An estimated 75% of exports cleared at the post are ultimately destined for China, positioning Forbes as a critical artery in Zimbabwe’s global commodity supply chain.
As annual trade volumes climb into the hundreds of millions of United States dollars, delays at the border increasingly translate into higher logistics costs, longer turnaround times and mounting margin pressure for exporters.
“Traffic surges are still experienced, mainly due to the following factors, among others: Increased trade volumes following the upgrade of Beira Port, whose handling capacity has significantly improved; A good road network from Machipanda Frontier to Beira Port, making this route more attractive compared to distant ports such as Durban and Windhoek,” the Zimbabwe Revenue Authority (Zimra) told businessdigest in response to emailed questions.
“Inadequate border infrastructure that can no longer cope with increased traffic volumes; A narrow road network on the Zimbabwean side, which inhibits efficient movement to customs holding and clearance bays.
“Inadequate human and capital resources, impacting productivity levels; Slow uptake of the 24-hour operation by some clearing agents who facilitate bill of entry processing and traffic movement across the border,” it added.
The congestion at Forbes has laid bare the gap between infrastructure modernisation efforts and Zimbabwe’s expanding trade ambitions.
In its 2025 Import & Export Trade Analysis Report, Buy Zimbabwe noted that export earnings rose from US$6,06 billion in 2021 to US$9,71 billion by 2025.
Growth last year was driven by higher semi-manufactures, nickel mattes and tobacco exports, which together accounted for nearly three-quarters of total receipts.
Over the same period, imports climbed from US$7,37 billion to US$10,11 billion, largely on the back of energy-related products, diesel, petrol, liquefied petroleum gas and electricity, as well as key food commodities and fertilisers.
“The One-Stop Border Post concept has not yet been implemented, as bilateral engagements on the matter are still in progress,” Zimra said.
“This development is expected to be supported by the expansion of the one-way Munene River Bridge between Zimbabwe and Mozambique, which currently inhibits fast and efficient cross-border traffic movement.”
Authorities say several mitigation measures are now underway. Forbes is transitioning from pre-lodgement to full pre-clearance of customs documentation, a shift designed to eliminate post-crossing customs formalities as all imports will have been cleared and paid for in advance.

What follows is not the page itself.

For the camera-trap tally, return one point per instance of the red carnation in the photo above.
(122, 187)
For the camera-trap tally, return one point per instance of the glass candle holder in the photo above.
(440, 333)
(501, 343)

“Zimra and Alfândega (Mozambique’s national customs service) have agreed to implement a managed truck call-up system to regulate traffic flow across the bridge. Only trucks with completed customs formalities will be allowed access, reducing unnecessary congestion,” Zimra said.
“Zimra at Forbes intends to take control of the release process from clearing agents to reduce idle time and integrate this into the truck call-up system, ensuring that only trucks requiring physical inspection are detained. All others should enjoy express passage.”
The tax authority added that human and capital resource gaps are being addressed gradually, subject to financial capacity, in line with the demands of the 24-hour operation.
“Process delays due to intermittent network connectivity have been mitigated through the installation of more reliable Starlink connectivity,” Zimra said.
“All agents and supply chain partners engage in regular stakeholder strategy meetings.”